Bates Motel (A&E) / Via giphy.com

Les pertes blanches sont plutôt vécues comme quelque chose de négatif. La preuve: «des élèves demandent s’il y a des femmes qui ont la chance de ne pas en avoir», ajoute Mélanie Tonerie, infirmière scolaire exerçant au lycée Marie-Curie et au collège Emile-Maupas de Vire (Calvados). Spoiler: la réponse est non. Oubliez le ridicule panty challenge. Il arrive la même chose à toutes vos copines.

Les pertes blanches apparaissent à la puberté, avant les règles. Et, non, le nombre de mois séparant leur irruption dans votre culotte de celle des premières règles étant variable, on ne peut pas savoir à l’avance quand arriveront exactement vos premières règles.

Les pertes blanches ne disparaîtront qu’à la ménopause. En gros, elles sont là pendant «toute la vie génitale, dès que les ovaires sont fonctionnels», détaille la gynécologue Béatrice Guigues, ancienne vice-présidente du Collège national des gynécologues et obstétriciens français (CNGOF).

2. Elles n’ont rien à voir avec la «mouille».

Golden Globes / Via giphy.com

Mais attention, ce n’est pas parce qu’elles sont en lien étroit avec les organes reproducteurs féminins qu’elles servent un dessein reproductif. En clair, les pertes blanches sont des sécrétions vaginales différentes des sécrétions des glandes lubrifiantes (plus communément appelées «mouille» et qui servent à lubrifier le vagin lors d’un rapport sexuel).

3. Mais les rapports sexuels jouent quand même un rôle.

The Big Bang Theory (CBS) / Via giphy.com

Reste que c’est un peu plus compliqué que ça, car la pénétration sexuelle n’est pas sans influence sur les pertes blanches. L’explication est simple: les pertes blanches sont en partie constituées de la desquamation (la chute de la partie superficielle de l’épiderme, comme lorsque vous pelez après un coup de soleil) cellulaire des parois vaginales (le vagin, c’est ce qu’il y a à l’intérieur, l’extérieur étant la vulve).
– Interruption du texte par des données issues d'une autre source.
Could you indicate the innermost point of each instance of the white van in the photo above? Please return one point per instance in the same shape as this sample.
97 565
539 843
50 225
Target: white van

«Le fait d’avoir une vie sexuelle active va modifier les sécrétions. Quand il y a un rapport sexuel, ça augmente les pertes, parce que la desquamation vaginale va s’accentuer, précise la docteure Béatrice Guigues. C’est mécanique, simplement dû au va-et-vient sur la muqueuse.»

4. Elles sont en fait sous influence hormonale.

En cloque, mode d’emploi (Universal Pictures) / Via giphy.com

Enfin, les pertes blanches ne sont pas toujours un signe d’activité sexuelle. Elles sont aussi là si vous êtes abstinent-e ou pratiquez plein d’autres choses que la pénétration vaginale. Parce qu’elles sont hormonodépendantes. Elles dépendent du taux d’œstrogène, cette hormone sexuelle produite par les ovaires (d’où le fait que les pertes blanches sont un signe du bon fonctionnement des ovaires).

5. C’est pour ça que leur consistance peut varier.

Giphy originals / Via giphy.com

Or les œstrogènes ne sont pas émis de manière constante tout du long du cycle menstruel. Par exemple, au moment de l’ovulation, les ovaires vont produire de manière croissante de l’œstradiol (un œstrogène). Et cette hormone va stimuler la production de glaire cervicale (rien à voir avec le cerveau, il est question ici de col de l’utérus).

«Quand, pendant deux-trois jours, les pertes blanches sont filantes et glaireuses, ce sont les sécrétions du col de l’utérus, développe la docteure Guigues. Autrement, c’est comme une petite pâte blanche plus ou moins épaisse, comme une petite crème.» Rien d’étonnant donc à ce que vos pertes soient un moment épaisses et visqueuses et plus liquides à un autre.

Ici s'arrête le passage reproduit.